Monday, May 23, 2011

Cacti to stop the Noise

Open source snmp collection is top priority to eliminate noise about Capacity Issues.

Despite our strategic capacity collectors like BMC, SRM, SAS ITRM, MOM/SCOM they do not help in near real-time situations. Having a product like Cacti allows all the technical people determine baseline performance changes in near realtime without impact to the environment.

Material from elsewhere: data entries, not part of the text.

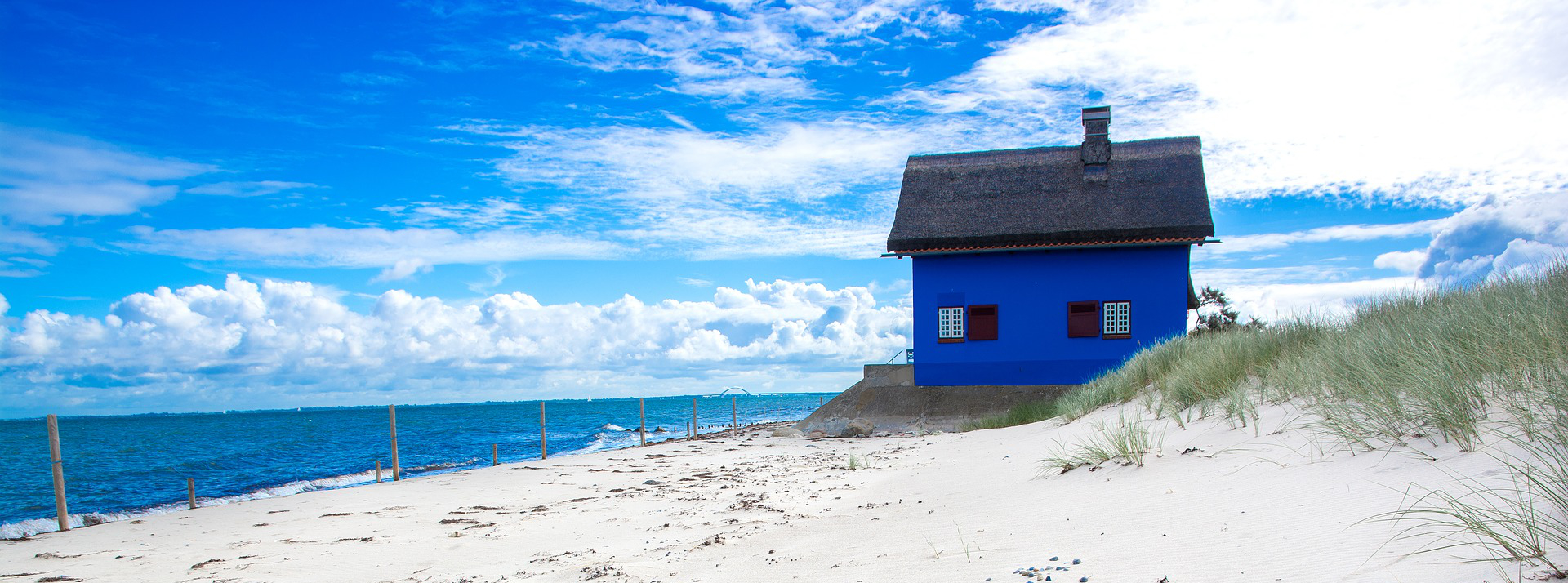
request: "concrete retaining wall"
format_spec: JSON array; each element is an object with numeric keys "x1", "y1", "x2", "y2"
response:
[{"x1": 795, "y1": 365, "x2": 1077, "y2": 436}]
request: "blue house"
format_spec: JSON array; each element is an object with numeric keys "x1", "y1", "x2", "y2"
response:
[{"x1": 884, "y1": 107, "x2": 1218, "y2": 385}]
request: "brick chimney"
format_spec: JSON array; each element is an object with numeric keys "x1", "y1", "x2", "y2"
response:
[{"x1": 1079, "y1": 105, "x2": 1110, "y2": 166}]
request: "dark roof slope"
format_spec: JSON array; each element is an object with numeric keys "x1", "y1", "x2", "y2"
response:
[{"x1": 888, "y1": 136, "x2": 1214, "y2": 252}]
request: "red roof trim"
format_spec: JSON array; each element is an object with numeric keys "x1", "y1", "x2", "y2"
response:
[{"x1": 888, "y1": 237, "x2": 1207, "y2": 256}]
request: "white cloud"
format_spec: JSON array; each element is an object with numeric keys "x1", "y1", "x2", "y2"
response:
[
  {"x1": 1372, "y1": 249, "x2": 1427, "y2": 274},
  {"x1": 551, "y1": 0, "x2": 961, "y2": 99},
  {"x1": 119, "y1": 225, "x2": 624, "y2": 281},
  {"x1": 0, "y1": 276, "x2": 911, "y2": 411},
  {"x1": 185, "y1": 180, "x2": 322, "y2": 198},
  {"x1": 893, "y1": 0, "x2": 1568, "y2": 202},
  {"x1": 370, "y1": 257, "x2": 434, "y2": 283},
  {"x1": 0, "y1": 124, "x2": 215, "y2": 225},
  {"x1": 1416, "y1": 191, "x2": 1568, "y2": 283},
  {"x1": 1196, "y1": 220, "x2": 1446, "y2": 257},
  {"x1": 467, "y1": 265, "x2": 506, "y2": 293}
]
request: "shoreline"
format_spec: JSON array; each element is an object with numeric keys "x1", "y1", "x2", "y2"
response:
[
  {"x1": 0, "y1": 406, "x2": 1534, "y2": 583},
  {"x1": 0, "y1": 420, "x2": 800, "y2": 542}
]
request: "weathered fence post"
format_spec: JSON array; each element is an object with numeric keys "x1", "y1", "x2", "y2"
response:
[
  {"x1": 47, "y1": 416, "x2": 70, "y2": 530},
  {"x1": 387, "y1": 404, "x2": 403, "y2": 481}
]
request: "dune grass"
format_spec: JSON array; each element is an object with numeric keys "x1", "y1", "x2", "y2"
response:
[
  {"x1": 1057, "y1": 263, "x2": 1568, "y2": 452},
  {"x1": 1041, "y1": 416, "x2": 1159, "y2": 474},
  {"x1": 1043, "y1": 262, "x2": 1568, "y2": 578}
]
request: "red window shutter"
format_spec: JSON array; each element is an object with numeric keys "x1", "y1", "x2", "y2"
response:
[
  {"x1": 969, "y1": 304, "x2": 996, "y2": 340},
  {"x1": 1068, "y1": 301, "x2": 1099, "y2": 339}
]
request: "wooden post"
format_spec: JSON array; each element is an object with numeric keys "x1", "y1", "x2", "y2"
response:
[
  {"x1": 387, "y1": 404, "x2": 403, "y2": 481},
  {"x1": 47, "y1": 416, "x2": 70, "y2": 530}
]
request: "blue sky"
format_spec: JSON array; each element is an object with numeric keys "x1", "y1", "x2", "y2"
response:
[{"x1": 0, "y1": 0, "x2": 1568, "y2": 417}]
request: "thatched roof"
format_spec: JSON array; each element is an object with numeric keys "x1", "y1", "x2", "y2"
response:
[{"x1": 888, "y1": 136, "x2": 1214, "y2": 254}]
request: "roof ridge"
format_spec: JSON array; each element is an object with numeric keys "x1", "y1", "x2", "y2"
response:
[{"x1": 910, "y1": 136, "x2": 1201, "y2": 160}]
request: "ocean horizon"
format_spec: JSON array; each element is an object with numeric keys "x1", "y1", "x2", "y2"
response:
[{"x1": 0, "y1": 394, "x2": 835, "y2": 539}]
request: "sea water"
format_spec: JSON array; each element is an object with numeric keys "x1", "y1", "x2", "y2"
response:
[{"x1": 0, "y1": 394, "x2": 833, "y2": 537}]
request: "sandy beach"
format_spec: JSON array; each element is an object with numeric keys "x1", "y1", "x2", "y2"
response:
[{"x1": 0, "y1": 406, "x2": 1541, "y2": 583}]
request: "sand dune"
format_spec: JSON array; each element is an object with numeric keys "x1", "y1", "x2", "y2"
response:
[{"x1": 0, "y1": 407, "x2": 1541, "y2": 583}]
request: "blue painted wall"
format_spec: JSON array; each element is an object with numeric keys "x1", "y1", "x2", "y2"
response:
[{"x1": 911, "y1": 244, "x2": 1192, "y2": 385}]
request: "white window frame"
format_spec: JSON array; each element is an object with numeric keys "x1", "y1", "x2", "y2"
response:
[
  {"x1": 1099, "y1": 301, "x2": 1132, "y2": 336},
  {"x1": 936, "y1": 305, "x2": 964, "y2": 341}
]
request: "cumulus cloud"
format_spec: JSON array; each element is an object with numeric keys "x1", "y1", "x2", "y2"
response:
[
  {"x1": 1411, "y1": 191, "x2": 1568, "y2": 283},
  {"x1": 0, "y1": 124, "x2": 215, "y2": 225},
  {"x1": 1198, "y1": 220, "x2": 1446, "y2": 257},
  {"x1": 889, "y1": 0, "x2": 1568, "y2": 202},
  {"x1": 0, "y1": 276, "x2": 911, "y2": 411}
]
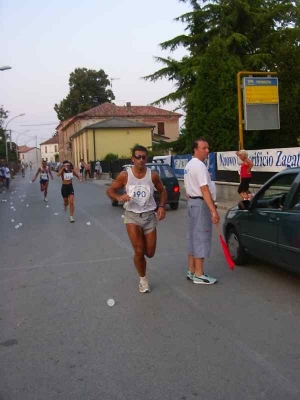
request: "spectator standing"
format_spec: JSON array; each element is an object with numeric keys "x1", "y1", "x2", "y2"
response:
[
  {"x1": 235, "y1": 150, "x2": 253, "y2": 200},
  {"x1": 4, "y1": 164, "x2": 10, "y2": 189},
  {"x1": 184, "y1": 138, "x2": 220, "y2": 285},
  {"x1": 85, "y1": 161, "x2": 91, "y2": 179},
  {"x1": 79, "y1": 158, "x2": 85, "y2": 179},
  {"x1": 95, "y1": 160, "x2": 102, "y2": 179}
]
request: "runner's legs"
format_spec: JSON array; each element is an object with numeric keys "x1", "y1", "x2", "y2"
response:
[
  {"x1": 68, "y1": 194, "x2": 74, "y2": 217},
  {"x1": 126, "y1": 224, "x2": 156, "y2": 277}
]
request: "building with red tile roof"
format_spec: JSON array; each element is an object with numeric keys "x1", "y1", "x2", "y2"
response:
[{"x1": 57, "y1": 102, "x2": 182, "y2": 161}]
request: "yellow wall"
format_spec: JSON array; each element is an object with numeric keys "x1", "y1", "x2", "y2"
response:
[{"x1": 73, "y1": 128, "x2": 152, "y2": 161}]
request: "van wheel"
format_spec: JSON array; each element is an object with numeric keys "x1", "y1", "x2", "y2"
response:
[
  {"x1": 226, "y1": 228, "x2": 246, "y2": 265},
  {"x1": 170, "y1": 203, "x2": 179, "y2": 210}
]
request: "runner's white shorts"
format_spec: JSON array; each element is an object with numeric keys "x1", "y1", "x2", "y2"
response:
[{"x1": 124, "y1": 210, "x2": 157, "y2": 233}]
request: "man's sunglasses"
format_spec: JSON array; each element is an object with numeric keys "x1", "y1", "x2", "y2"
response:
[{"x1": 133, "y1": 155, "x2": 147, "y2": 160}]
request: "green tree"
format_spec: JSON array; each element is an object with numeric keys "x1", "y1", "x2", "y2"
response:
[
  {"x1": 103, "y1": 153, "x2": 119, "y2": 161},
  {"x1": 54, "y1": 68, "x2": 115, "y2": 121},
  {"x1": 145, "y1": 0, "x2": 300, "y2": 151}
]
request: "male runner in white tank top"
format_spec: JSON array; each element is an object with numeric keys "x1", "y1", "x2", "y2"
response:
[
  {"x1": 32, "y1": 161, "x2": 53, "y2": 201},
  {"x1": 106, "y1": 146, "x2": 167, "y2": 293}
]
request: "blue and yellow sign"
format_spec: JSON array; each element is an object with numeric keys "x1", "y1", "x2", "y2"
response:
[{"x1": 244, "y1": 77, "x2": 279, "y2": 104}]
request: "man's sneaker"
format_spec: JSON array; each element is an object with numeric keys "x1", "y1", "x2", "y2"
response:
[
  {"x1": 193, "y1": 274, "x2": 217, "y2": 285},
  {"x1": 186, "y1": 271, "x2": 194, "y2": 281},
  {"x1": 139, "y1": 278, "x2": 150, "y2": 293}
]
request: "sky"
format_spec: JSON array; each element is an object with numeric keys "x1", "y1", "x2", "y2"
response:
[{"x1": 0, "y1": 0, "x2": 191, "y2": 146}]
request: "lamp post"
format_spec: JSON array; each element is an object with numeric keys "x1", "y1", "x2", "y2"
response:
[
  {"x1": 16, "y1": 129, "x2": 29, "y2": 162},
  {"x1": 2, "y1": 112, "x2": 25, "y2": 162},
  {"x1": 0, "y1": 65, "x2": 11, "y2": 71}
]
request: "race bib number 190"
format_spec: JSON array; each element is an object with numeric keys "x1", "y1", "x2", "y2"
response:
[{"x1": 128, "y1": 185, "x2": 150, "y2": 207}]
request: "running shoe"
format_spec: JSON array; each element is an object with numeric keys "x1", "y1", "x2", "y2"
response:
[
  {"x1": 139, "y1": 278, "x2": 150, "y2": 293},
  {"x1": 193, "y1": 274, "x2": 218, "y2": 285},
  {"x1": 186, "y1": 270, "x2": 194, "y2": 281}
]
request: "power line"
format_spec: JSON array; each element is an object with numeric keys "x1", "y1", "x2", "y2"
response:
[{"x1": 20, "y1": 122, "x2": 59, "y2": 126}]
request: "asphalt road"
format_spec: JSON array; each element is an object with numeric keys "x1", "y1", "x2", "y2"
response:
[{"x1": 0, "y1": 174, "x2": 300, "y2": 400}]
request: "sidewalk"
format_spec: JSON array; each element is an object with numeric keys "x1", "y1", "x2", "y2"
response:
[{"x1": 87, "y1": 177, "x2": 238, "y2": 210}]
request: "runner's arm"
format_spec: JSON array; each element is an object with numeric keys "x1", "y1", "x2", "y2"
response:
[
  {"x1": 73, "y1": 171, "x2": 81, "y2": 182},
  {"x1": 32, "y1": 168, "x2": 40, "y2": 182},
  {"x1": 106, "y1": 171, "x2": 130, "y2": 201},
  {"x1": 200, "y1": 185, "x2": 220, "y2": 224},
  {"x1": 57, "y1": 167, "x2": 64, "y2": 176},
  {"x1": 151, "y1": 171, "x2": 168, "y2": 221},
  {"x1": 245, "y1": 158, "x2": 253, "y2": 174}
]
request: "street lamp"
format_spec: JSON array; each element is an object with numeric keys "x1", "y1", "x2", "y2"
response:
[
  {"x1": 0, "y1": 65, "x2": 11, "y2": 71},
  {"x1": 2, "y1": 113, "x2": 25, "y2": 162}
]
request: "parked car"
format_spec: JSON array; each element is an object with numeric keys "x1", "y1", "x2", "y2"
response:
[
  {"x1": 111, "y1": 163, "x2": 180, "y2": 210},
  {"x1": 223, "y1": 168, "x2": 300, "y2": 269}
]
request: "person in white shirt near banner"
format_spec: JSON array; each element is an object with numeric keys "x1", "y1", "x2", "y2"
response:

With a organizational facing accessible portal of graphic representation of CPU, Memory, CPU Queues, network/disk IO, filesystem utilization we can stop the noise and spin when an system isn't responding.  The middle layer management can see what is going on while the SME's investigate and shoot for root-cause.

Regards.

Scott Wardley

Software Release and Entire Web Tier is Down

Item - software release to web tier
Issues - dropped sessions
Root Cause - very old log shipping sync program started that had been disabled 2 releases before.
Identified - Top command showed waitio. Waitio tracked back to internal disk running at 27ms on disks that should have been 5.  Process determined by looking at length and volume of data by process.
Team members that tracked root cause - 2 of 50 on swat team.
False paths - tracked wait to network io that was also impacted with addition transmission requests caused by dropped sessions....this was tracked to nfs use by tier that was hosted on one of the nodes(bad idea). Detailed investigation of nfs node found disk io issue and eventually figured out disk io on all nodes.
Performance Impact - waitio had taken out 3 of 8core box reducing available cpu capacity and poor disk response time impact the rest. Tier would stay alive until weblogic sessions increased and then sessions would drop.
Lesson Learned - Performance Test environment should be a image copy of production prior to software changes!